Koniec z umowami na czas określony?
- Napisane przez
- Wydrukuj
- Skomentuj jako pierwszy!
Umowy na czas określony, to jedne z najczęściej zawieranych jeśli chodzi o różnorakie zakłady pracy. Minister pracy, Władysław Kosiniak-Kamysz ogłosił w radiowej Jedynce, iż rząd pracuje nad tym, aby ukrócić to zjawisko i dać pracownikom większą stabilność zatrudnienia.
Zmianami w tym kierunku zajął się Komitet Stały Rady Ministrów i jest wielka nadzieja, że wejdą one w życie przed tegorocznymi wakacjami. Jakie miałyby być to zmiany na lepsze?
- ,,Chcemy, żeby skończyć z funkcjonowaniem wiecznych umów na czas określony. Musi to być ograniczone. Proponujemy 36 miesięcy wraz z okresem próbnym. To jest czas ograniczenia wszystkich umów zleceń podpisanych u jednego pracodawcy. Niezależnie od czasu trwania umowy na czas określony okres wypowiedzenia wynosi dwa tygodnie.
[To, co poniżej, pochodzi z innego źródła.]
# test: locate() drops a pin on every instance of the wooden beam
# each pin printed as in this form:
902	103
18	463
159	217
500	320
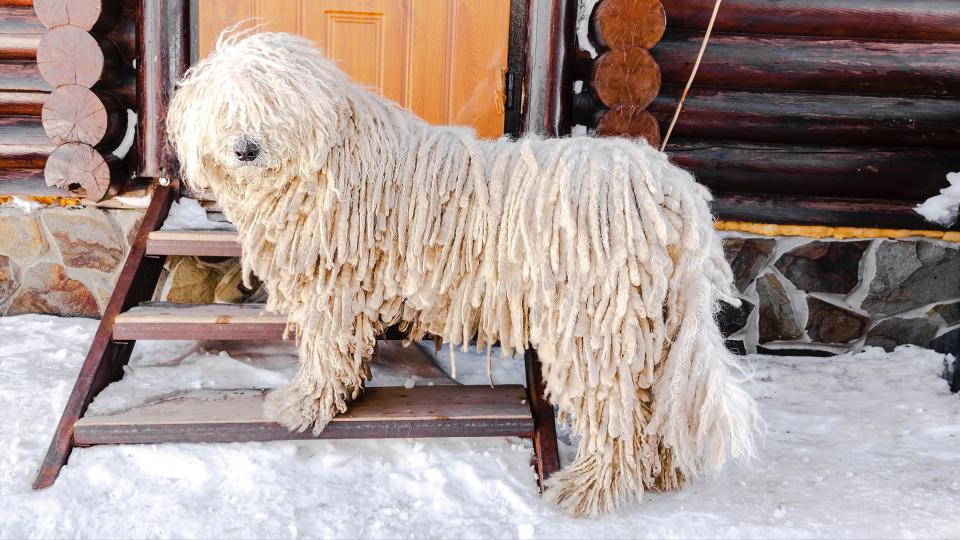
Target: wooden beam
70	55
21	103
97	16
828	119
388	412
904	174
199	243
755	62
916	20
548	84
620	24
106	358
161	320
74	113
832	211
81	168
163	57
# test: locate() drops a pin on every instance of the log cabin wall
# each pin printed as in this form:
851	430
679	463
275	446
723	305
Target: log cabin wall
66	85
807	112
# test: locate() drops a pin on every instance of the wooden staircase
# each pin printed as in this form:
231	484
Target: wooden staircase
232	416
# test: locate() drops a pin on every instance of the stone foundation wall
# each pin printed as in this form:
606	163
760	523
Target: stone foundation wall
801	296
62	261
804	296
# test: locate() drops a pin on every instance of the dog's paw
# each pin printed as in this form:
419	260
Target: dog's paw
296	410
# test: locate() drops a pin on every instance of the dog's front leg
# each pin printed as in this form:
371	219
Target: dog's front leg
332	370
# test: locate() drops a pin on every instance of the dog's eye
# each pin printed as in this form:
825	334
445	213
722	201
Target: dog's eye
246	149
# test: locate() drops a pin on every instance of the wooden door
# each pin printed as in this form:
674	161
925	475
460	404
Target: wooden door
445	60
My proponujemy żeby to wyglądało analogicznie jak w umowach na czas nieokreślony. Do
pół roku pracy dwa tygodnie na wypowiedzenie. Od pół roku do trzech lat byłby to miesiąc. Powyżej trzech lat trzy miesiące'' - mówił minister pracy.
Zanim nowelizacja nie wejdzie w życie społeczeństwo ostrożnie podchodzi do owych obietnic. Tym bardziej, że mamy czas przedwyborczy, a w tym czasie politycy wychodzą na przeciw oczekiwaniom społeczeństwa jak nigdy dotąd. Niestety wiele z nich nigdy nie weszły w życie.